The carcinogenesis of Urethane (ethyl carbamate), a byproduct of fermentation that is consistently found in various food products, was investigated with a combination of kinetic experiments and quantum chemical calculations. The main objective of the study was to find ΔG(⧧), the activation free energy for the rate-limiting step of the SN2 reaction among the ultimate carcinogen of Urethane, vinyl carbamate epoxide (VCE), and different nucleobases of the DNA. In the experimental part, the second-order reaction rate constants for the formation of the main 7-(2-oxoethyl)guanine adduct in aqueous solutions of deoxyguanosine and in DNA were determined. A series of ab initio, density functional theory (DFT), and semiempirical molecular orbital (MO) calculations was then performed to determine the activation barriers for the reaction between VCE and nucleobases methylguanine, methyladenine, and methylcytosine. Effects of hydration were incorporated with the use of the solvent reaction field method of Tomasi and co-workers and the Langevine dipoles model of Florian and Warshel.
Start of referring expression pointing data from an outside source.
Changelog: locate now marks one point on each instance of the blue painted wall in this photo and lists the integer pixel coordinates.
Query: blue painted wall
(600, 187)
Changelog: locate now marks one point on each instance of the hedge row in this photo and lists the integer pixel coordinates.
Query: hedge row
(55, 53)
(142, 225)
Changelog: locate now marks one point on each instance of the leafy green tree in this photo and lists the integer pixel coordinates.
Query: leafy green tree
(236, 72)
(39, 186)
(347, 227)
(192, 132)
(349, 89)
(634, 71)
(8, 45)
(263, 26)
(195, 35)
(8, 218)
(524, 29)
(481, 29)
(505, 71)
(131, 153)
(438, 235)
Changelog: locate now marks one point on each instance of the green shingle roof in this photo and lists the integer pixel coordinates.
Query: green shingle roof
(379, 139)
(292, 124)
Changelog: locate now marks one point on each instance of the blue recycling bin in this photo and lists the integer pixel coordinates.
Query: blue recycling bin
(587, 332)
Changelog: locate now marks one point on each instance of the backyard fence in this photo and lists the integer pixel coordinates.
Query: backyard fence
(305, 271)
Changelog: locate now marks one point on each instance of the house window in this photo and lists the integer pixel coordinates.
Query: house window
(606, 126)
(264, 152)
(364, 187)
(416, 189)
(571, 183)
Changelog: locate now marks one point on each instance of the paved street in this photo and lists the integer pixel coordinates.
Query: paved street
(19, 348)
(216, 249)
The computational results for the main adduct were found to be in good agreement with the experiment, thus presenting strong evidence for the validity of the proposed SN2 mechanism. This allowed us to predict the activation barriers of reactions leading to side products for which kinetic experiments have not yet been performed. Our calculations have shown that the main 7-(2-oxoethyl)deoxyguanosine adduct indeed forms preferentially because the emergence of other adducts either proceeds across a significantly higher activation barrier or the geometry of the reaction requires the Watson-Crick pairs of the DNA to be broken. The computational study also considered the questions of stereoselectivity, the ease of the elimination of the leaving group, and the relative contributions of the two possible reaction paths for the formation of the 1,N(2)-ethenodeoxyguanosine adduct.
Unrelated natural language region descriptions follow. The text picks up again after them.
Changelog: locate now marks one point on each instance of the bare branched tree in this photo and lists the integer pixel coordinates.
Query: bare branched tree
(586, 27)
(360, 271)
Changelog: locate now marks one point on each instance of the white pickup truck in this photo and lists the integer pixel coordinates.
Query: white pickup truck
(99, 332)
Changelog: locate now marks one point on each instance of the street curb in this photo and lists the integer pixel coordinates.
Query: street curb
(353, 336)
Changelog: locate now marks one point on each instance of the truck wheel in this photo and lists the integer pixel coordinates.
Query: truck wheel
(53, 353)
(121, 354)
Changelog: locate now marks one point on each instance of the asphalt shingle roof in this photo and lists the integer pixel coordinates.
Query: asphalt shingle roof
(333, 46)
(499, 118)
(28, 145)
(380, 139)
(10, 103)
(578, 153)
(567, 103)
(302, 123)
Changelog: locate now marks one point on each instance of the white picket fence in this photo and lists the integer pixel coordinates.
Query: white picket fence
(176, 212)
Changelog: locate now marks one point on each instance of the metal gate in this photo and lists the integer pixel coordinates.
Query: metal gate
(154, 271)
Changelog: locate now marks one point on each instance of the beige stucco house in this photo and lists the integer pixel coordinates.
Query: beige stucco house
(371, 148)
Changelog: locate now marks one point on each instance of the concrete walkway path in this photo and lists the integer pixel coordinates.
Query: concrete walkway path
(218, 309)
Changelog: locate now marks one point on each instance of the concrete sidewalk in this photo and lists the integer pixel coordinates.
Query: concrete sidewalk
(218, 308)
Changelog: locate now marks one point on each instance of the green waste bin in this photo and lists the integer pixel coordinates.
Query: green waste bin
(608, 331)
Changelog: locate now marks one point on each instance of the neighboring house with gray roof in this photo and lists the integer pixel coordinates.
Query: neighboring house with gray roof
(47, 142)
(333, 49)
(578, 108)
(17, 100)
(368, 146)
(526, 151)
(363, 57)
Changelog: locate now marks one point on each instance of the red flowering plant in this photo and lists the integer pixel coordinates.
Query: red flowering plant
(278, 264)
The kinetics of Urethane elimination in the mouse
Toxicol Appl Pharmacol 1983 May;68(3):354-8.PMID:6857669DOI:10.1016/0041-008x(83)90278-8.
Data from several investigators suggest that the prevalence of urethane-induced lung adenomas in the mouse is more nearly linearly related to the square of the Urethane dose than to the dose itself. However, the relationship between Urethane dose and integrated internal exposure to Urethane has not been established. Outbred male Swiss mice between 41 and 45 days old were injected ip with one of seven doses of Urethane ranging from 0.4 to 1.8 mg/g. The rate of elimination of Urethane from the blood was followed by assaying the ethanol liberated from Urethane by alkaline hydrolysis. The results indicated that Urethane elimination is saturable, and saturated at all doses used, with a Vmax of 0.087 mg/ml/hr. Thus, internal exposure to Urethane, measured as the area under the blood concentration, time curve, is not linearly related to Urethane dose. In the range of doses used in this study, the area under the curve is C0(2)/2Vmax or (D/VD)2 (1/2Vmax), where C0 is the initial concentration; D, the dose; and VD, the volume of distribution. This relationship can be used to predict internal exposure to Urethane as a function of dose.